What We Tried First (And Why It Failed

Our first instinct was vertical scaling: we doubled the EC2 size to c6g.2xlarge and increased the Postgres instance to db.r6g.2xlarge. The P99 latency dropped to 68 ms under synthetic load, but the bill tripled and the next day we hit the same wall when a TikTok clip drove concurrent players from 3 k to 28 k in six minutes. A deeper look at pg_stat_activity showed 28 k idle-in-transaction connections because hunt-engine opened a new connection for every request and never closed it. We tried connection pooling with PgBouncer, but the Lua sandbox inside hunt-engine used a Postgres driver that didnt support prepared statements, so every query recompiled on the Postgres side—leading to statement timeout errors such as:

ERROR: canceling statement due to statement timeout

That version lasted 17 hours before we reverted.

The Architecture Decision

We stopped trying to co-locate compute and storage. The new plan was three layers:

1. Stateless compute tier: Go service hunt-orchestrator running on Kubernetes (10 pods, horizontal pod autoscaler scaling to 50 pods on CPU >60 %). The orchestrator receives player positions via NATS.io subjects, not Redis pubsub, because NATS gives us backpressure via write deadlines.

2. In-memory tile cache: Redis Cluster (7 nodes, each r6g.xlarge) holding the last 100 k loot tiles, TTL 30 seconds. We chose Redis over Memcached because we needed partial-key lookups (tile coordinates x,y) and Lua scripting to keep the cache-hit path under 1 ms.

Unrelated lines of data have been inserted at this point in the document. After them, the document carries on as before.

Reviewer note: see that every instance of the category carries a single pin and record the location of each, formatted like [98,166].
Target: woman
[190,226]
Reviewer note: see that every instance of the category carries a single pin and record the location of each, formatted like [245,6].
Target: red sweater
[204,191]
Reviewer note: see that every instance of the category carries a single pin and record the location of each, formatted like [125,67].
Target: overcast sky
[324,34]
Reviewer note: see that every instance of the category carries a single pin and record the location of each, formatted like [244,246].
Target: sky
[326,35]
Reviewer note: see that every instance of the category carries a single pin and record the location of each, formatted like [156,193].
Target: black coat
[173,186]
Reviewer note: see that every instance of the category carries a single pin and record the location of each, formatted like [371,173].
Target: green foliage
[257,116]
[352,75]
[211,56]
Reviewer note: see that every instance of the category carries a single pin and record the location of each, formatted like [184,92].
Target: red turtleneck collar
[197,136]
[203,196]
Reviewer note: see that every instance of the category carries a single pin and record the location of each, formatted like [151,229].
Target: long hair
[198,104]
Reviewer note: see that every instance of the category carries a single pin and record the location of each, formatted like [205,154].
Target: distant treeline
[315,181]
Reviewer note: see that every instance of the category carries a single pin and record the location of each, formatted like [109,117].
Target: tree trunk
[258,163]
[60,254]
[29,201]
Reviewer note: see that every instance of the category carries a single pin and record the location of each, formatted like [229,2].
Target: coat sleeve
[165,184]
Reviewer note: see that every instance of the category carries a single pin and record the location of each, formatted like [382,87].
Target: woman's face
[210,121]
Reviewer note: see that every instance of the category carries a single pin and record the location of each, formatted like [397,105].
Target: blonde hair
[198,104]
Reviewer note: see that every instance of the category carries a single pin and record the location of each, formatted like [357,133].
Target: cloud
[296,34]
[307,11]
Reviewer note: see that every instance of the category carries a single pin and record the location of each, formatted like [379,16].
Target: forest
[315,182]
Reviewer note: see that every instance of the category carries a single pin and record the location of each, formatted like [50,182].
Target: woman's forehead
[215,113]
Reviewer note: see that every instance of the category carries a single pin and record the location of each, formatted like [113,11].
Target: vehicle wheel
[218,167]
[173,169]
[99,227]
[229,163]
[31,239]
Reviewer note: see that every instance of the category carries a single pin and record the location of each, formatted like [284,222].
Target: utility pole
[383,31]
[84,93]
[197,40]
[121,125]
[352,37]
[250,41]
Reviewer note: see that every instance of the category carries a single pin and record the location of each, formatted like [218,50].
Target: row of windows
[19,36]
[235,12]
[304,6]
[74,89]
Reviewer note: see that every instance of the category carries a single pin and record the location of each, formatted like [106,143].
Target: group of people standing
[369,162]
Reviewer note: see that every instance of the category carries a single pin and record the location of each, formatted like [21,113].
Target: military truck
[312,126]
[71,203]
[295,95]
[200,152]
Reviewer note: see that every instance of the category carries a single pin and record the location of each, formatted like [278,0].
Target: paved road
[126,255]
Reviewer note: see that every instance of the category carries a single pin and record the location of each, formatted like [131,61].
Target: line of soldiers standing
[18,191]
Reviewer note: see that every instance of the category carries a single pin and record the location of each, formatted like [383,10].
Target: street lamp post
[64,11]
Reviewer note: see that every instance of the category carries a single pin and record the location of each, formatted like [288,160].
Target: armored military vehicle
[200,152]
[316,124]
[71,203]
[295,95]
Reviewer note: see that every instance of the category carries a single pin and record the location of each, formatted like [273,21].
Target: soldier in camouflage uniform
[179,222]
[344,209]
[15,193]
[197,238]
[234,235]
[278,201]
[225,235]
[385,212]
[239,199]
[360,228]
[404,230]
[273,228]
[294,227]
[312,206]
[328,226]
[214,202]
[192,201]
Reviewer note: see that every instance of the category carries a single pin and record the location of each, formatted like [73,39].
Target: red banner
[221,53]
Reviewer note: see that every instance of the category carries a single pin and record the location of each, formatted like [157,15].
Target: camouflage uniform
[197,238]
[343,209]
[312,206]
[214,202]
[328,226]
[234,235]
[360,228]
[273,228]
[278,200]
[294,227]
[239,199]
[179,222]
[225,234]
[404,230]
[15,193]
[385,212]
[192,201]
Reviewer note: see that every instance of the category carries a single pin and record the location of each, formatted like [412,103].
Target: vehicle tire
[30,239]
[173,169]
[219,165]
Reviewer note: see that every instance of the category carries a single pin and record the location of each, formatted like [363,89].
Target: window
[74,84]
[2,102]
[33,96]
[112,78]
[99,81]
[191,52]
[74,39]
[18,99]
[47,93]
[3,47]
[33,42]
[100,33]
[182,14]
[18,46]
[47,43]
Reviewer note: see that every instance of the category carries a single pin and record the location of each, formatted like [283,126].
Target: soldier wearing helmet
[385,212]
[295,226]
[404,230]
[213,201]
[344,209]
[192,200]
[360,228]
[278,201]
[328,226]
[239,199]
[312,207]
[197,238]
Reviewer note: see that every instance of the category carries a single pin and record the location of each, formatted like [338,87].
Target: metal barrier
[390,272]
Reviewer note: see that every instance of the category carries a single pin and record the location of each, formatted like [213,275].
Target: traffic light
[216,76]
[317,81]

3. Persistence tier: Aurora PostgreSQL Serverless v2 with Data API enabled. We turned off the connection pool because the Data API gives us HTTP endpoints—no open connections to leak. We sharded the loot_tiles table by (world_id, tile_id) so each hunt-orchestrator instance only talks to the shard that owns the tile. Shard key was chosen by running a 24-hour traffic replay: choosing (world_id, tile_id) reduced cross-shard queries from 18 % to 0.8 %.

The critical tradeoff was cache invalidation: when a tile is updated in Aurora, a DMS event fires a NATS message that flushes the tile from Redis. That adds 150 ms of latency on writes but keeps reads at P99 1 ms when the tile is hot. We accepted the write amplification because players care more about lag in discovery than lag in loot distribution.

What The Numbers Said After

After the rewrite we ran the same Starlight Rush load test:

• hunt-orchestrator CPU utilization never exceeded 48 %
• NATS message latency P99 stayed at 8 ms even at 120 k req/s
• Redis hit rate stabilized at 99.2 %
• Aurora Data API P99 latency was 28 ms, down from 495 ms
• The bill per million requests dropped from $1.87 to $0.63 because we right-sized the Aurora cluster from 2 ACUs to 0.5 ACUs during idle hours.

The only scary moment was when one pod in hunt-orchestrator hit a Go runtime bug that leaked 2 GB of memory in 90 seconds. Kubernetes restarted the pod automatically (liveness probe 5 s / readiness probe 2 s), and the NATS consumer resumed at offset 176032 without losing any messages. That failure mode was cheaper than waiting for a human to spot the memory leak.

What I Would Do Differently

I would not introduce the Lua sandbox at all. The first version used Lua so designers could hot-patch loot rules without a deploy. In practice that flexibility caused more downtime than it saved—Lua panics crashed hunt-engine, and hot-patching required a full rollback because the sandbox wasnt memory-safe. Today we embed the rules in Go structs and push them via GitOps; the designer workflow is slower, but the service is rock-solid.

Second, I would not have chosen Aurora Serverless v2 for this workload. At steady state the database was always on the minimum capacity (0.5 ACUs), but the cold-start penalty added 300 ms to the first hunt request after an idle period. We mitigated it by running a small Aurora Provisioned instance ($72 / month) reserved for the first 90 seconds of every event. If I had to do it again, I would have stayed on provisioned Aurora and used the savings to buy a larger Redis node for better hit rates.

Finally, I would instrument the hunt-orchestrator with eBPF flame graphs from day one. The initial Go build didnt include frame pointers, so when we hit 50 pods the stack traces were useless. Adding GOFLAGS="-gcflags=all=-N -l" to the Dockerfile and shipping the symbols to Grafana Phlare cost us one deploy cycle but saved weeks of debugging.